Bud Garner, of Cortez, was concerned about long-term maintenance costs of the internet project. He said a sufficient internet network already exists, and he shouldn’t have to pay for improved internet service for someone else.
Wade Foster said he sees internet services as a public utility. He said the tax would promote free enterprise and “provide a cushion against the ups and downs of the economy.”
More specific information will become available soon at connect4.org, a website dedicated to the broadband project. Community presentations on the project are also planned.
Bicycles, traffic, parking and weedsMonica Nowlin, a rancher off County Road N, expressed concerns about increased traffic if Phil’s World is expanded to nearby Bureau of Land Management land.
“It’s a single-lane road,” she said. “The property owners need to be consulted on changes to that road and if a new parking lot goes in.”
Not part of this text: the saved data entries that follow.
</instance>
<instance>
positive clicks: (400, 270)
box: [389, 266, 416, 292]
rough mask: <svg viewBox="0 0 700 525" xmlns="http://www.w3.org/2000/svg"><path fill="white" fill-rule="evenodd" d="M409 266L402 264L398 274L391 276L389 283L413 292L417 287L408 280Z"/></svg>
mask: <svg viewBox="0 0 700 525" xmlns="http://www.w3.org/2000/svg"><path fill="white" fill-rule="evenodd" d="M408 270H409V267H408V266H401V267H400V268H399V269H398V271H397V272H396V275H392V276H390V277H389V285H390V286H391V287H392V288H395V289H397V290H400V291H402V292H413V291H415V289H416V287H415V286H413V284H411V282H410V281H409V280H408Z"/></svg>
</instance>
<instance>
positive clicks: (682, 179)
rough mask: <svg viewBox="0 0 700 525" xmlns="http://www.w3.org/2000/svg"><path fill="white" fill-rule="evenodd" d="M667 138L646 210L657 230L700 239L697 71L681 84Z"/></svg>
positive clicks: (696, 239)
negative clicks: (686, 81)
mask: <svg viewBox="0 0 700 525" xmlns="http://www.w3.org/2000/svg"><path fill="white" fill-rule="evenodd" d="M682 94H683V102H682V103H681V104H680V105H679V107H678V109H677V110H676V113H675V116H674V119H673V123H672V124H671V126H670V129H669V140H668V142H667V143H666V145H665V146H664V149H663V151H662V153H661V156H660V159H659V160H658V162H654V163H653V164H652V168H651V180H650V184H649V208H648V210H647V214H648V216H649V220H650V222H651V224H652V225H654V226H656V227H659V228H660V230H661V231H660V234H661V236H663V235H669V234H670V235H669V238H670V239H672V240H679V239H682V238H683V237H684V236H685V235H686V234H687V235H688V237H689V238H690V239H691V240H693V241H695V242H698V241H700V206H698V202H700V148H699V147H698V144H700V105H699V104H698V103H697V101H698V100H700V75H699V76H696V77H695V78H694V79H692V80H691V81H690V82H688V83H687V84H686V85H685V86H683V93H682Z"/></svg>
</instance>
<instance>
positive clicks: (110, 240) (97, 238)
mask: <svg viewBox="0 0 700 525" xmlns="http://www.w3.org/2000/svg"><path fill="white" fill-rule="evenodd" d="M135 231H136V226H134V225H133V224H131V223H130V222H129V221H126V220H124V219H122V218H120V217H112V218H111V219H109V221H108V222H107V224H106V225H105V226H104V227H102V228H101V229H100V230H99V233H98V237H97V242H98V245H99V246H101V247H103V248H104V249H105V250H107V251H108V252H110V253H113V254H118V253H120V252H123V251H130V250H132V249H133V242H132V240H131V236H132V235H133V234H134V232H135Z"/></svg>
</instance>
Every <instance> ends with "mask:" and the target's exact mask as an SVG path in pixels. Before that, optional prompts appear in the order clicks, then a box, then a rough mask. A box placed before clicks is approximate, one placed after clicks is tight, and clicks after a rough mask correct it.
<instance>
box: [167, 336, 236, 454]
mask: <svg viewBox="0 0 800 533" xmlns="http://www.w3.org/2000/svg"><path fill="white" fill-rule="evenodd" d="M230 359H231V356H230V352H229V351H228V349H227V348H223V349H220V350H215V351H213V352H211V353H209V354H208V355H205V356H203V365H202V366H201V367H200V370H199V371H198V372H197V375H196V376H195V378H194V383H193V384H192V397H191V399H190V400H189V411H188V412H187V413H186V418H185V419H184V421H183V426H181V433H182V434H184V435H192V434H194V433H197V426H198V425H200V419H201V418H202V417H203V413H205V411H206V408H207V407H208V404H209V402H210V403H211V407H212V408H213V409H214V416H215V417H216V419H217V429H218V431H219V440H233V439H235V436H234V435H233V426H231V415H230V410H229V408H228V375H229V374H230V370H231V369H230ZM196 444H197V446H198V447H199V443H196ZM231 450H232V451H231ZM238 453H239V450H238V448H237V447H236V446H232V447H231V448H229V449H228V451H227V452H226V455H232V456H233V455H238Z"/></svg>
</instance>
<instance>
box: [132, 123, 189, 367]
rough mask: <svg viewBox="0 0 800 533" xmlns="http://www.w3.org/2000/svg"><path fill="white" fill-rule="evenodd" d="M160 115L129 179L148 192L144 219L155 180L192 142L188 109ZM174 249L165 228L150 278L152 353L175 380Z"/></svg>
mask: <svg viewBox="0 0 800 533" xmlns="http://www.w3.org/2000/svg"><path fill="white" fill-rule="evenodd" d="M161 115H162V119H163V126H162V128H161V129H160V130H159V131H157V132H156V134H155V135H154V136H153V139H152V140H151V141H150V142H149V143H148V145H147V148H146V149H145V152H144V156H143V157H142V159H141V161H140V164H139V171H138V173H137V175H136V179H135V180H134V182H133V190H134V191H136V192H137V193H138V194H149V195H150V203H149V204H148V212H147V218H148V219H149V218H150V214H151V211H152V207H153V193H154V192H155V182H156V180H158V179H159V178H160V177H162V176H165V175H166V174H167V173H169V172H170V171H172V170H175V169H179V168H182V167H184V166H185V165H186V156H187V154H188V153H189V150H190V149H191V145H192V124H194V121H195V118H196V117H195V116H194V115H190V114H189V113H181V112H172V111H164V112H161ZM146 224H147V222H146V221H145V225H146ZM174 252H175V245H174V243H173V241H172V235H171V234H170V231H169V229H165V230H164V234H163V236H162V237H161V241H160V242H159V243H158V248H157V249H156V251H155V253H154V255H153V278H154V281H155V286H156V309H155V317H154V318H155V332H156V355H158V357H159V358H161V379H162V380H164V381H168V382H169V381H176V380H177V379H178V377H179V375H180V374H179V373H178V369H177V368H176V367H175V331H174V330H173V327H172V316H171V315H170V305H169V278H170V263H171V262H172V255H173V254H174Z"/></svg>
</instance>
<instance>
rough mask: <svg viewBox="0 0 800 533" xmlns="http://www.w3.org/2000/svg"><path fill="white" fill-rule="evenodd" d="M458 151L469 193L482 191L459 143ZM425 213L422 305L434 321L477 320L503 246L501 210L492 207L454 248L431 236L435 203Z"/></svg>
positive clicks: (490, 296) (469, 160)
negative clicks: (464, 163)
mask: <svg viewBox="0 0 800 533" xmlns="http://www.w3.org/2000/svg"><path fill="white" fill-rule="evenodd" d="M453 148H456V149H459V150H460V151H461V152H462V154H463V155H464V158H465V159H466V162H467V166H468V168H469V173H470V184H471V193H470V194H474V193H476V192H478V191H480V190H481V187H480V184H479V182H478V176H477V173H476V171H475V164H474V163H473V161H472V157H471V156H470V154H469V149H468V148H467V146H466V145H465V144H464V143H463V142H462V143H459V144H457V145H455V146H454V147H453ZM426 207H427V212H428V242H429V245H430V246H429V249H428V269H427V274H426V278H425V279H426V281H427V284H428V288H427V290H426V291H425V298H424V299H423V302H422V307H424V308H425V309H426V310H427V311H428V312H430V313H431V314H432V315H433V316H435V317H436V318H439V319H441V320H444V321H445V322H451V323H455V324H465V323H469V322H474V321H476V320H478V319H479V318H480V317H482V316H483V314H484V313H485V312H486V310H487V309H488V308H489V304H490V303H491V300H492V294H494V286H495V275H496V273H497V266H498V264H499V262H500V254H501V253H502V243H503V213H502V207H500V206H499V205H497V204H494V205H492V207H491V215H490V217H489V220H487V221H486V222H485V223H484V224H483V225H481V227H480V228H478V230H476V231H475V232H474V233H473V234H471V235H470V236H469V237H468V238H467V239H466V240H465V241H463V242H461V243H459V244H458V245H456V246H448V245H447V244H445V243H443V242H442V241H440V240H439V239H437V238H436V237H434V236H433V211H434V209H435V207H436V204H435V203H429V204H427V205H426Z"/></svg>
Bill Taylor urged the county to control noxious weeds on private property. He suggested a notice be issued to those who don’t control weeds, and if there is not compliance, the county should control the weeds and send the property owner the bill.
Another resident wanted improved enforcement of parking areas for the disabled at the Montezuma County Fairgrounds.
Participants seemed grateful for the chance to air their views outside the scheduled commissioner meeting, which are held during business hours on Monday.
“This is the first time in 20 years something like this was done,” Taylor said.